Luc Montagnier (1932-2022) has shown that DNA is able to leave an ‘imprint’ in water which can be retained in the water ‘memory’ for some time.
He has also successfully repeated the water memory experiments of Jacques Benveniste.
Emilio Del Giudice (1940-2014) was a physicist working in the field of condensed matter and the quantum and electrical properties of the highly structured water within biological systems which make it a suitable basis of life.
Rene Quinton (1866-1925) Performed some gruesome experiments on dogs, draining them of blood and replacing it with saline or even sea water. In one experiment all the blood from a dog was replaced with water with the dog suffering only mild ill effects before recovering completely.
Giorgio Piccardi (1895-1982) repeatedly did the same experiments involving various chemical reactions of the sort commonly found in biological organisms and found that reaction times varied with time of day, lunar cycle, season and solar activity, with eclipses being especially odd.
Roumiana Tsenkova is a professor at Kobe University, Japan who has been using Near Infrared Spectroscopy to detect low concentrates of solutes in water and to characterise disease processes by the absorption spectra of cellular water.

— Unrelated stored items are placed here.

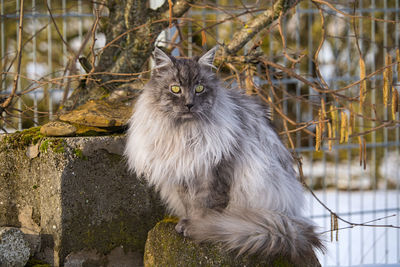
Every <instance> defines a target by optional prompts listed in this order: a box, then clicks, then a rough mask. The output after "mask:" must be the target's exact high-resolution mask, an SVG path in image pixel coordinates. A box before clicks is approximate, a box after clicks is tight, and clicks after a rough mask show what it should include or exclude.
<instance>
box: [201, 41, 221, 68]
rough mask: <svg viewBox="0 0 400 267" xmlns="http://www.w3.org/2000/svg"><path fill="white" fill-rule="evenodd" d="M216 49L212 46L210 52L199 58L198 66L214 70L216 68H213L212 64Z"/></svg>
mask: <svg viewBox="0 0 400 267" xmlns="http://www.w3.org/2000/svg"><path fill="white" fill-rule="evenodd" d="M218 48H219V46H218V45H216V46H214V47H213V48H212V49H211V50H210V51H208V52H207V53H205V54H204V55H203V56H202V57H201V58H199V60H198V62H199V63H200V64H203V65H206V66H209V67H211V68H214V69H216V68H217V67H215V66H214V64H213V62H214V58H215V54H216V52H217V50H218Z"/></svg>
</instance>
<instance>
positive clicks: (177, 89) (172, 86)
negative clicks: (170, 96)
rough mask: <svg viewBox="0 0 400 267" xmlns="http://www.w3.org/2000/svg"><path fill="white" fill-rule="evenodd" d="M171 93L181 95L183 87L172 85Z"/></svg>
mask: <svg viewBox="0 0 400 267" xmlns="http://www.w3.org/2000/svg"><path fill="white" fill-rule="evenodd" d="M171 92H172V93H174V94H179V93H180V92H181V87H180V86H178V85H171Z"/></svg>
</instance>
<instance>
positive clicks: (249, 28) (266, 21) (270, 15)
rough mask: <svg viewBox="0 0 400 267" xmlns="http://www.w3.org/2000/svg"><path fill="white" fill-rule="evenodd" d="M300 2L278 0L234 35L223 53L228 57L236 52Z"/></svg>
mask: <svg viewBox="0 0 400 267" xmlns="http://www.w3.org/2000/svg"><path fill="white" fill-rule="evenodd" d="M299 2H300V0H278V1H276V2H275V3H274V4H273V6H272V7H271V8H270V9H268V10H266V11H264V12H263V13H261V14H259V15H257V16H256V17H254V18H253V19H251V20H249V21H248V22H247V23H246V25H245V27H243V28H242V29H240V30H239V31H238V32H237V33H235V34H234V36H233V38H232V40H231V41H230V42H229V44H228V45H227V46H226V47H225V52H226V53H227V54H229V55H232V54H235V53H236V52H238V51H239V50H240V49H241V48H242V47H243V46H244V45H245V44H246V43H247V42H249V41H250V40H251V39H252V38H253V37H254V36H255V35H256V34H258V33H259V32H260V31H262V30H263V29H265V28H266V27H268V26H269V25H271V24H272V23H273V22H274V21H275V20H276V19H278V18H279V16H280V15H281V14H284V13H286V12H287V11H288V10H290V9H291V8H292V7H294V6H296V5H297V4H298V3H299Z"/></svg>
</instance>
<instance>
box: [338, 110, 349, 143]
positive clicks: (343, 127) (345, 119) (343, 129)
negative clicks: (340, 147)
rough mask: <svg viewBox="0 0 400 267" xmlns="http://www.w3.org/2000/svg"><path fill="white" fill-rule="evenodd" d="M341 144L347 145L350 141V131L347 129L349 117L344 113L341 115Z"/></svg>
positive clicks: (340, 135)
mask: <svg viewBox="0 0 400 267" xmlns="http://www.w3.org/2000/svg"><path fill="white" fill-rule="evenodd" d="M340 115H341V116H340V121H341V123H340V143H345V142H346V143H347V141H348V140H349V131H348V129H347V115H346V112H344V111H342V112H341V113H340Z"/></svg>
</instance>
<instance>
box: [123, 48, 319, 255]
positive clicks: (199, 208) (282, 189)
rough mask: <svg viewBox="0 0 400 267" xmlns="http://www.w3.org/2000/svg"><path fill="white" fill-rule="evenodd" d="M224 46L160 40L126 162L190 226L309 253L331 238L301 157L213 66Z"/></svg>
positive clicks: (257, 101) (181, 218)
mask: <svg viewBox="0 0 400 267" xmlns="http://www.w3.org/2000/svg"><path fill="white" fill-rule="evenodd" d="M217 49H218V47H214V48H213V49H211V50H210V51H208V52H207V53H206V54H204V55H203V56H202V57H200V58H198V57H195V58H191V59H183V58H175V57H173V56H169V55H167V54H165V53H164V52H163V51H162V50H160V49H158V48H155V50H154V52H153V57H154V62H155V63H154V64H155V66H154V67H153V69H152V73H151V78H150V80H149V82H148V83H147V84H146V85H145V86H144V88H143V91H142V93H141V95H140V96H139V98H138V99H137V102H136V104H135V111H134V114H133V115H132V117H131V119H130V121H129V129H128V134H127V144H126V148H125V156H126V158H127V163H128V166H129V168H130V170H131V171H134V172H136V173H137V175H142V176H144V177H145V179H147V181H148V183H149V184H150V185H152V186H154V187H155V188H156V190H158V191H159V193H160V195H161V198H162V200H163V201H165V202H166V204H167V207H168V209H169V211H170V212H171V213H172V214H174V215H176V216H178V217H179V218H180V220H179V222H178V224H177V225H176V227H175V229H176V231H177V232H179V233H182V234H183V235H184V236H187V237H191V238H193V239H195V240H197V241H201V242H202V241H211V242H218V243H222V244H223V245H224V247H225V248H226V249H227V250H229V251H236V252H237V254H238V255H242V254H244V253H246V254H257V255H261V256H263V257H264V258H276V257H278V256H283V257H286V258H288V259H290V260H291V261H292V262H293V263H301V262H304V261H305V260H307V259H309V258H313V257H315V254H314V250H315V249H320V250H323V245H322V242H321V240H320V238H319V236H318V234H317V233H316V232H315V227H314V225H313V224H312V223H311V222H310V221H309V220H308V219H306V218H305V217H303V216H302V215H301V210H302V206H303V198H304V196H303V189H302V186H301V183H300V182H299V181H298V180H297V178H296V172H295V170H294V168H293V158H292V156H291V154H290V152H289V151H288V150H287V149H286V147H285V146H284V144H283V143H282V142H281V141H280V139H279V137H278V135H277V133H276V132H275V131H274V129H273V128H272V126H271V121H270V120H269V117H268V108H267V107H266V106H265V105H264V104H263V103H262V102H261V100H258V99H257V98H255V97H252V96H248V95H246V94H244V93H243V92H242V91H240V90H238V89H227V88H225V87H224V86H223V84H222V82H221V81H220V80H219V79H218V77H217V76H216V74H215V73H214V72H213V71H212V69H213V68H215V67H214V65H213V61H214V57H215V53H216V51H217Z"/></svg>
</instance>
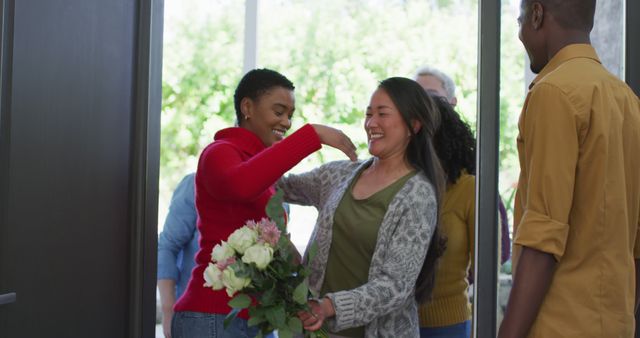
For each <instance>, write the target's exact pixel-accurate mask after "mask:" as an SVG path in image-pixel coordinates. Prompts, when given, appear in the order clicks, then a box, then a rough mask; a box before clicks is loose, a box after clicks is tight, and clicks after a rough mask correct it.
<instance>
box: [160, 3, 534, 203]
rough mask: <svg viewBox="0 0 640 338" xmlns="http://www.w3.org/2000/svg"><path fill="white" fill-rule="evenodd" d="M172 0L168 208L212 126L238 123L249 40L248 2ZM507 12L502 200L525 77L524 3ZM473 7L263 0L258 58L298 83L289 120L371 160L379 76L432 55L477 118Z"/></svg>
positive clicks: (321, 154) (409, 68)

According to the resonant recognition model of Irena Cosic, molecular interaction is via photon signalling, using a single unique frequency to achieve a single unique biological function.
Branko Furst is professor of anaesthesiology at Albany Medical College. and author of the book “The Heart and Circulation: An Integrative Model ” which describes in detail the inadequacies of the currently accepted ‘pressure propulsion’ model of the heart.
Russian physicist Simon Shnoll found that the duration of basic molecular reactions both biological and chemical showed cyclic anomalies which appeared to correlate with planetary cycles.